The greatest opportunities to deal with water scarcity, according to David Molden, the IWMI scientist who led the research, involve multiple strategies for producing more crops, livestock and fish with water already in use, especially across the African savannas. Most of the world's poor live there and in other parts of the semi-arid tropics, where short dry spells are common and soil fertility is declining.

"Since soils are fragile and rainfall is variable in the savannas, making them more productive is not easy," Rijsberman remarked. "But this year the World Food Prize is going to Brazilian scientists who accomplished just that in their country's vast savanna, called the Cerrados. The same miracle needs to be repeated in Africa."

To transform rainfed agriculture in the African savannas and other semi-arid lands, the Assessment argues, requires investment in low-cost practices such as supplemental irrigation and water harvesting with simple equipment - that is "buckets, not big irrigation systems," as phrased in The Economist magazine, one of many major media that reported on the Assessment.
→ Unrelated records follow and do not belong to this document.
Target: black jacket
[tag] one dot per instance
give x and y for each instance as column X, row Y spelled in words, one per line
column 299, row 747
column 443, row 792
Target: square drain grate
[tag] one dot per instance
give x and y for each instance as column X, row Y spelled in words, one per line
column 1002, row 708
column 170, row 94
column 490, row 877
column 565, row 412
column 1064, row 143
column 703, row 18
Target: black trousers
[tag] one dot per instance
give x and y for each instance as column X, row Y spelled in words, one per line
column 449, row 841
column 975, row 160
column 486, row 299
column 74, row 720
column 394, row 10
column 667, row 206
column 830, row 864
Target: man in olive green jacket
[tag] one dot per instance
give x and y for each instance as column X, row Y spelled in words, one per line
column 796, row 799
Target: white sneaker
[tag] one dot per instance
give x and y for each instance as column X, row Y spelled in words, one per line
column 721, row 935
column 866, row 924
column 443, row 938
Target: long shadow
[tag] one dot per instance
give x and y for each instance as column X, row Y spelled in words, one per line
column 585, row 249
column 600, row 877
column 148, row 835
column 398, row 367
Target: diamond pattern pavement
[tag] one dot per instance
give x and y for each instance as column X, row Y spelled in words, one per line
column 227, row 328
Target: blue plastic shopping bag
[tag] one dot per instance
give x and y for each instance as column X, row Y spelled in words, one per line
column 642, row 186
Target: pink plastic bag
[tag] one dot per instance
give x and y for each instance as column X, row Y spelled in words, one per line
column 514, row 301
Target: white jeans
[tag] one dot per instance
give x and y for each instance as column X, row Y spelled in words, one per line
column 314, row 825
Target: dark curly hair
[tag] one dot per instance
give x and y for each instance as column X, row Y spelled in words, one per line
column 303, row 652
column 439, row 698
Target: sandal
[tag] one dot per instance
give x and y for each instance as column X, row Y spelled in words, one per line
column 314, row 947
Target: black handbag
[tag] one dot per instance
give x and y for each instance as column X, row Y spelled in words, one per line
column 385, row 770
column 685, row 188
This transformation must start happening soon for two reasons. First, water scarcity is an impending threat to the livelihoods of the poor. Though natural resource analysts are sometimes accused of exaggerating environmental perils, they rarely understate them. Yet, that is precisely what happened at the start of the new millenium. "Predictions in 2000 forecast that one third of the world's population would suffer the effects of water scarcity by 2025," said Rijsberman. "Our research findings show the situation to be much worse. Already, in 2005 more than a third of the population is affected by water scarcity."

A second source of concern is that the water requirements of agriculture are huge. Up to 70 times more water is needed to grow food than is consumed in drinking and other domestic uses, such as cooking, washing and bathing. In general, it takes about one liter of water to produce each calorie consumed as food. Depending on their diets, humans indirectly consume 2,000 to 5,000 liters of water in their daily meals.

To meet future food requirements, it is especially important that water be used more efficiently in the production of livestock and fish, but oddly their relationship to water management has been neglected. For that reason a workshop held during World Water Week included an ILRI presentation on livestock. In addition, a side event was organized by the World Agroforestry Centre on the importance of trees in water management.

As decision makers struggle to cope with the food-water dilemma, "they will face many difficult choices entailing tradeoffs between urban and agricultural users, food production and the environment, and fishers and farmers," said Molden. "There simply is not enough water to go around."

The Comprehensive Assessment, based on a combination of rigorous science and broad public debate, will at least provide decision makers with a coherent basis for planning and action.